Characters

Scripts, characters, glyphs, letters, and cases

A script is a system of writing, that is, a way of representing and recording utterances of some language in written form. A characteris a component of a script, a repeatable unit that may appear in forms that differ visually but are recognized by users of the writing system as depictions of the same linguistic constituent. These various visual depictions are called glyphs to distinguish them from characters; for instance, a boldface letter p and an italic letter p are different glyphs depicting the same character.

Some scripts are alphabetic; they contain a small number of heavily used characters (called letters) that roughly represent the constituent sounds of utterances rather than their meanings. In alphabetic scripts, glyphs are sometimes grouped into cases -- letter variants that are conventionally used in different printed contexts. For example, capital letters form a case in English; H and h are depictions of the same letter, but the first is in upper case and the second in lower case.

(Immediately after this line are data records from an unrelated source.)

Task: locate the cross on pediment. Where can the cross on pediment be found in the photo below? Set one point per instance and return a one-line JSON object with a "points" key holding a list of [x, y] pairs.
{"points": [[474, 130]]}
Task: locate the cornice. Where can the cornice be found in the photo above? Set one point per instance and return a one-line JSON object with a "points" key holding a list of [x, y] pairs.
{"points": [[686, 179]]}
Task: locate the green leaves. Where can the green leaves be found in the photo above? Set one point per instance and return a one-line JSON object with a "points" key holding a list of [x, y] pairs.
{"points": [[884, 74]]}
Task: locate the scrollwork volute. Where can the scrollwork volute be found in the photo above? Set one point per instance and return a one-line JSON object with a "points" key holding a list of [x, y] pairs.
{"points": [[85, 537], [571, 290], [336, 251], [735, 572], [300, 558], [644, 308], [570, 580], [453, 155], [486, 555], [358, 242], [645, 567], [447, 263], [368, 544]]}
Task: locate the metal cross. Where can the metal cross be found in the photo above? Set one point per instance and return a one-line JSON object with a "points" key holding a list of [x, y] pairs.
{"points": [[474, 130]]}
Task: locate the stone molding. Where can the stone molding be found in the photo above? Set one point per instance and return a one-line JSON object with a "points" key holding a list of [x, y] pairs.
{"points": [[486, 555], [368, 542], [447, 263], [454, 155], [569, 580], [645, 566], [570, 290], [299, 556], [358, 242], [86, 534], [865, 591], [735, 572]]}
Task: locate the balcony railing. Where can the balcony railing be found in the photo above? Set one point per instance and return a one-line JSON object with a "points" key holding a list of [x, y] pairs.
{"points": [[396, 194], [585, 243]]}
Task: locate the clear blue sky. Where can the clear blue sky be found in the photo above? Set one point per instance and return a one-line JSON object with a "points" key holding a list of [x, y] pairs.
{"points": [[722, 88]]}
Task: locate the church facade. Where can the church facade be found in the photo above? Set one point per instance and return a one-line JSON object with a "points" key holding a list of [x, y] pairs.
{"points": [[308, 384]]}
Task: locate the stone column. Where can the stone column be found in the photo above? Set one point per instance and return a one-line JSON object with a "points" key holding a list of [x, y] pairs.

The question of whether H and h are instances of the same character is somewhat arbitrary, and computer programmers have usually found it convenient to treat them as distinct characters.

Character codes

When a character is stored in a computer, it must be represented as a sequence of bits, just like any other datum. In the early days of computing, each equipment manufacturer developed one or more ``character codes'' of its own, so that, for example, the capital letter A was represented by the sequence 110001 on an IBM 1401 computer, by 000001 on a Control Data 6600, by 11000001 on an IBM 360, and so on. This made it troublesome to transfer character data from one computer to another, since it was necessary to convert each character from the source machine's encoding to the target machine's encoding. The difficulty was compounded by the fact that different manufacturers supported different characters; all provided the twenty-six capital letters used in writing English and the ten digits used in writing Arabic numerals, but there was much variation in the selection of mathematical symbols, punctuation marks, etc.

ASCII

In 1963, a number of manufacturers agreed to use the American Standard Code for Information Interchange (ASCII), which is now by far the most common and widely used character code. It includes representations for ninety-four characters selected from American and Western European text, commercial, and technical scripts: the twenty-six English letters in both upper and lower case, the ten digits, sixteen standard punctuation marks used in typescript (the period, the comma, the colon, the semicolon, the question mark, the exclamation point, the hyphen, the apostrophe, the double quotation mark, left and right parentheses, left and right square brackets, the virgule or slash, the asterisk, and the underscore), some mathematical symbols (the plus sign, the equals sign, the less-than sign, the greater-than sign, left and right braces), some commercial symbols (the at-sign, the mesh or pound-sign, the dollar sign, the percent sign), and a few accents and miscellaneous characters (the grave accent, the circumflex, the tilde, the ampersand, the vertical bar, and the backslash).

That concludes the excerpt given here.